If you are playing with a high current 1496 Peter Chadwick, G3RZP,
gives a useful rule of thumb for calculating the chip temp from the
power dissipation.

The maximum dissaption for the plastic DIP (NJM1496) is 570mW (and a
lot smaller 300mW for the surface mount package).

The thermal resistance for the plastic DIP is 100 deg C/W. This is a
lot less than the 220 degC/watt for the (now unavailable) metal can
(1496G)

From the app note you can make a more accurate estimate

> Power Dissipation
>
> Power dissipation, PD, within the integrated circuit package should
> be calculated as the summation of the voltage−current products at
> each port, i.e. assuming V12 = V6, I5 = I6 = I12 and ignoring base
> current,
>
> PD = 2 * I5 * (V6 − V14) + I5 * (V5 − V14)
>
> where subscripts refer to pin numbers.

Or as V14 is usually ground

PD = 2 * I5 * V6 + I5 * V5

The (ballpark) total power is 2 * I5 * Vcc (ish). With 14 volt supply
and the 10mA "max" programmed current you won't exceed the maximum
dissipation though the chip will run hot at 50C or so (just too hot
to touch) but within spec.
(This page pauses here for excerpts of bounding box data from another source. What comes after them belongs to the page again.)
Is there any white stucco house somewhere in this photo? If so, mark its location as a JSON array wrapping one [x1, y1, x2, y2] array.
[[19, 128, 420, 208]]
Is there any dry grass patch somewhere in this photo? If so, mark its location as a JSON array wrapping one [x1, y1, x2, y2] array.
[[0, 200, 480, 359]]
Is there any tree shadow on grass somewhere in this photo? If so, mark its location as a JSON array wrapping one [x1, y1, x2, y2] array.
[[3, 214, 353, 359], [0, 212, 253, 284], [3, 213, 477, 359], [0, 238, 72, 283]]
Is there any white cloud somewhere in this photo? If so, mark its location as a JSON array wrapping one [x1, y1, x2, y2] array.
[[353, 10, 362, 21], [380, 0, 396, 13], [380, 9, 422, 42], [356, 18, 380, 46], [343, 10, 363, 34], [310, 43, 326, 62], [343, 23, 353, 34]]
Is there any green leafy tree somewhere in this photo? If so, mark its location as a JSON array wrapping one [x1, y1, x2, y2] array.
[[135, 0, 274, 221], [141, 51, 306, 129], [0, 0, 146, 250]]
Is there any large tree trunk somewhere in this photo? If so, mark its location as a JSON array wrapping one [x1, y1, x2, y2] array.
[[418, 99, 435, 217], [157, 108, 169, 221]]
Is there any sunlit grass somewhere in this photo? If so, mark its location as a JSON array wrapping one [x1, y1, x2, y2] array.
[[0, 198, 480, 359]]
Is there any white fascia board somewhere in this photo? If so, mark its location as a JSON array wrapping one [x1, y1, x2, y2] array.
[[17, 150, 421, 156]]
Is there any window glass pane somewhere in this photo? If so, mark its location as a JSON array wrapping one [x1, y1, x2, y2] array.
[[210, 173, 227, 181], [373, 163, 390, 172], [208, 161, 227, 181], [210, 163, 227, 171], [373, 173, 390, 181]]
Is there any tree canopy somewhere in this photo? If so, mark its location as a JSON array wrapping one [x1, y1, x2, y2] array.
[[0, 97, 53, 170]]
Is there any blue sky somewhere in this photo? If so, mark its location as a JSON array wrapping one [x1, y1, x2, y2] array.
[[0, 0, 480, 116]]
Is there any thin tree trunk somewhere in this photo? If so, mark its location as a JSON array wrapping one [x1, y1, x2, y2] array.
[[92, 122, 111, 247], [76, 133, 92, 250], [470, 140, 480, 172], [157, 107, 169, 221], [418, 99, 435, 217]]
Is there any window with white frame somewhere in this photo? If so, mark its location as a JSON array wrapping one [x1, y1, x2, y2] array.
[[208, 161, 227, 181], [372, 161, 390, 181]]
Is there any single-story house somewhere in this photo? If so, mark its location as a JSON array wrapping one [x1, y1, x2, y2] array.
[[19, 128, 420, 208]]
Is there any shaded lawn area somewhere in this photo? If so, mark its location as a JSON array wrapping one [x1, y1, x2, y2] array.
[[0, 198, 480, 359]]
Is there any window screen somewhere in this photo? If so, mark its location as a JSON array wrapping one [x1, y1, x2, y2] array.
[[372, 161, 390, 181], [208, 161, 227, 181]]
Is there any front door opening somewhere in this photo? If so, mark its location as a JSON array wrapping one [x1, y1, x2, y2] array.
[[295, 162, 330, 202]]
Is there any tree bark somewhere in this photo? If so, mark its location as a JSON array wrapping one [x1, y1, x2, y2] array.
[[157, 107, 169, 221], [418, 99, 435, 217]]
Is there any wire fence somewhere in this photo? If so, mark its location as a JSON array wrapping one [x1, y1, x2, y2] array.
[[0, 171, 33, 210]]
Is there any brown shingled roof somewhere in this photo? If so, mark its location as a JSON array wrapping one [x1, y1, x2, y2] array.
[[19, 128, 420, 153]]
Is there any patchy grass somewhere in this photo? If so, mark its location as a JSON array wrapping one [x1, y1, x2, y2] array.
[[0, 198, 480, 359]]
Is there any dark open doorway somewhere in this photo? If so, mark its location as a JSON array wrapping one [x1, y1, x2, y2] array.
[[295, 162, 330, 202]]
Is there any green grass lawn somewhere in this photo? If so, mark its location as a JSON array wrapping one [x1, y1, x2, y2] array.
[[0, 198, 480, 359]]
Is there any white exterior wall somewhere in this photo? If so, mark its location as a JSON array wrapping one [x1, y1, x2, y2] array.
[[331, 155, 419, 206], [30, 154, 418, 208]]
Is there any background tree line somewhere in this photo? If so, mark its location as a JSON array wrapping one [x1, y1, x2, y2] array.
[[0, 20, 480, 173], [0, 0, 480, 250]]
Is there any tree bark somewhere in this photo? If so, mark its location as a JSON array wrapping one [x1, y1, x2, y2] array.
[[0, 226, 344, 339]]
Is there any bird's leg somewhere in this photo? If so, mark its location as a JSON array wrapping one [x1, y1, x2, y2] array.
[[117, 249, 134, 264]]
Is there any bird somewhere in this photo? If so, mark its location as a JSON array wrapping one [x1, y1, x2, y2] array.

So you might push the current up a bit
beyond the "max" though I suspect the wire bonding the chip to the
pin is the limit.

> RE: MC1496 use on 6Mtrs?
> by G3RZP on January 17, 2006
>
> You can improve the carrier suppression with some external trimming
> across the signal input port. Use a 50k pot witn the slider to the
> negative supply line.
>
> It's possible too, to push the current up a bit with external
> resistors. This improves the signal handling. Just make sure that
> the total current times supply volts doesn't give enough power to
> get it too hot. Take the watts input and multiply by the thermal
> resistance junction to ambient: this tells you how much above
> ambient the chip temperature is. Add the ambient temp, and keep
> chip temp below +125 deg C. I can't remember the chip to ambient
> thermal resistance for the dual in line package: for the TO (metal
> can) device is about 220 degC/watt.